One need look no further than 2008's Indiana Jones and the Kingdom of the Crystal Skull to see what a bludgeoned, defeated franchise looks like. That film is a heartbreaker of sloppy call-backs, ridiculous CGI stunts, and a leading man whose tired expression is not so easily explained away by his character's alleged world-weariness.*** Sadly, after Raiders, the Indiana Jones franchise became a focus-grouped nightmare, a goofy, kiddie-pandering marketing machine that turned every adult into a cartoon character with fleeting moments of heart (I know everyone loves Short Round, but he's the Jar Jar Binks of this series).
But as long as families keep coming out to honor great cinema, we'll always have Raiders. If you can catch this limited theatrical run, do yourself a favor and rediscover it on the big screen. Trust me.
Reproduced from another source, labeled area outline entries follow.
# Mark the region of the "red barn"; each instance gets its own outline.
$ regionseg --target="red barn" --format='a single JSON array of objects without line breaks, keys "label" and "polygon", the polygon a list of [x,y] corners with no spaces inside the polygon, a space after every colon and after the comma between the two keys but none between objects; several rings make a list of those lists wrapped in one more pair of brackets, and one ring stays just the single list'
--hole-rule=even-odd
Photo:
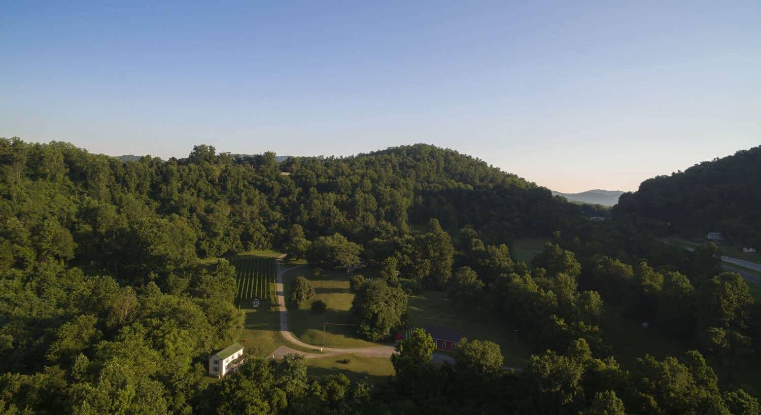
[{"label": "red barn", "polygon": [[465,332],[451,327],[428,325],[423,329],[433,337],[436,349],[439,350],[454,350],[457,343],[465,337]]}]

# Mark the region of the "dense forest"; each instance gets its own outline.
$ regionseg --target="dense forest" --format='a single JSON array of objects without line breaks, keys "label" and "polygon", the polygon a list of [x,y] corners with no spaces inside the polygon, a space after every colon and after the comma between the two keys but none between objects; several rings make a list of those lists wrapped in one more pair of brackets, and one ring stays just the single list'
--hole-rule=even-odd
[{"label": "dense forest", "polygon": [[[217,154],[123,161],[69,144],[0,139],[2,413],[759,413],[759,308],[708,244],[662,244],[636,212],[587,222],[549,190],[451,150],[416,145],[349,158]],[[509,246],[552,237],[531,263]],[[466,339],[431,362],[414,330],[395,375],[310,378],[302,357],[250,353],[208,381],[234,339],[226,255],[276,247],[321,268],[360,265],[357,335],[390,340],[406,295],[444,291],[453,312],[517,324],[536,353],[503,366]],[[210,260],[200,261],[201,258]],[[347,278],[349,278],[347,276]],[[311,295],[300,279],[291,302]],[[623,368],[599,321],[610,305],[694,350]]]},{"label": "dense forest", "polygon": [[645,180],[624,193],[614,213],[664,233],[722,232],[737,245],[761,247],[761,147]]}]

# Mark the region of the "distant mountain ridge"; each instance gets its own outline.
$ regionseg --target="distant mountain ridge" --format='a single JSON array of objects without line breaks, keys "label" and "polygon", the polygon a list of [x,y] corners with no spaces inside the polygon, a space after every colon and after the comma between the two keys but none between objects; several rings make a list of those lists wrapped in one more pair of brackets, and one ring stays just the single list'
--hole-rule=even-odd
[{"label": "distant mountain ridge", "polygon": [[562,196],[569,202],[579,202],[603,206],[612,206],[618,203],[618,198],[623,193],[621,190],[603,190],[601,189],[594,189],[579,193],[564,193],[552,190],[552,195]]}]

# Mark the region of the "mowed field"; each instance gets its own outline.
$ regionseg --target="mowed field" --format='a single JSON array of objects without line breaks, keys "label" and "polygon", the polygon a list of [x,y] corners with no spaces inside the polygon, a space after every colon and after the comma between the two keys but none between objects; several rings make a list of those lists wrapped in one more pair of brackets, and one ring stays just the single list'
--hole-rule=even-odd
[{"label": "mowed field", "polygon": [[524,238],[516,239],[511,247],[510,254],[518,262],[525,262],[531,266],[531,260],[544,249],[544,244],[550,241],[549,238]]},{"label": "mowed field", "polygon": [[[361,273],[371,276],[368,273]],[[341,325],[351,324],[347,317],[354,299],[354,293],[349,289],[349,276],[346,273],[326,270],[323,276],[314,279],[311,269],[308,267],[291,270],[283,275],[286,298],[291,292],[291,283],[300,276],[312,283],[315,295],[298,305],[288,305],[288,325],[295,336],[308,344],[322,346],[324,343],[326,347],[369,347],[377,345],[357,337],[354,326]],[[327,305],[324,313],[312,311],[312,303],[317,300],[322,300]]]},{"label": "mowed field", "polygon": [[235,267],[238,300],[250,300],[258,297],[272,303],[275,302],[277,268],[272,258],[247,256],[231,261]]},{"label": "mowed field", "polygon": [[491,311],[485,311],[482,315],[479,315],[476,311],[464,310],[452,304],[443,292],[425,291],[409,296],[407,312],[410,327],[432,324],[461,330],[469,339],[489,340],[498,344],[506,366],[526,367],[530,356],[528,344],[520,334],[516,336],[512,332],[514,327],[509,322],[496,323],[496,317]]}]

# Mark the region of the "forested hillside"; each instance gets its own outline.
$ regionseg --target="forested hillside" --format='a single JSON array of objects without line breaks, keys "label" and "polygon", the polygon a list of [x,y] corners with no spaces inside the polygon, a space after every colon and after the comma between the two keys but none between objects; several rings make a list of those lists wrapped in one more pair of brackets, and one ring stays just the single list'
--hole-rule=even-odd
[{"label": "forested hillside", "polygon": [[[0,168],[2,413],[759,412],[747,367],[761,313],[715,245],[690,253],[626,221],[585,221],[451,150],[278,162],[198,145],[125,162],[2,139]],[[550,235],[531,263],[514,260],[514,238]],[[209,378],[207,356],[249,318],[236,270],[217,258],[269,247],[305,258],[314,279],[372,272],[345,276],[345,323],[365,340],[411,329],[409,296],[425,288],[445,293],[447,313],[520,332],[535,353],[514,372],[496,343],[464,339],[453,364],[435,365],[433,339],[414,330],[382,382],[310,378],[301,356],[250,349],[238,372]],[[297,279],[291,303],[314,295]],[[602,328],[611,318],[689,347],[637,350],[625,366]]]},{"label": "forested hillside", "polygon": [[[761,147],[645,180],[621,196],[618,215],[635,215],[661,232],[720,231],[737,244],[761,246]],[[641,221],[645,225],[645,221]]]}]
*This reminded me of a sad-'cause-it's-true joke from A Very Harold & Kumar 3D Christmas in which a lippy teenager sings the praises of of the "only" Karate Kid movie--starring Jayden Smith and Jackie Chan.
**By the way, have you ever looked at that idol? I used to think it was just a scary man with giant teeth. But it's actually a woman with a smaller person emerging from her gaping vagina. Behold, the magic of digital restoration!
***If you need proof of this, ask yourself which film springs to mind when you think "Indiana Jones". Then consider that the only time anyone refers to Crystal Skull is by mockingly invoking the phrase "Nuke the 'Fridge"--a contemporary update of "Jump the Shark".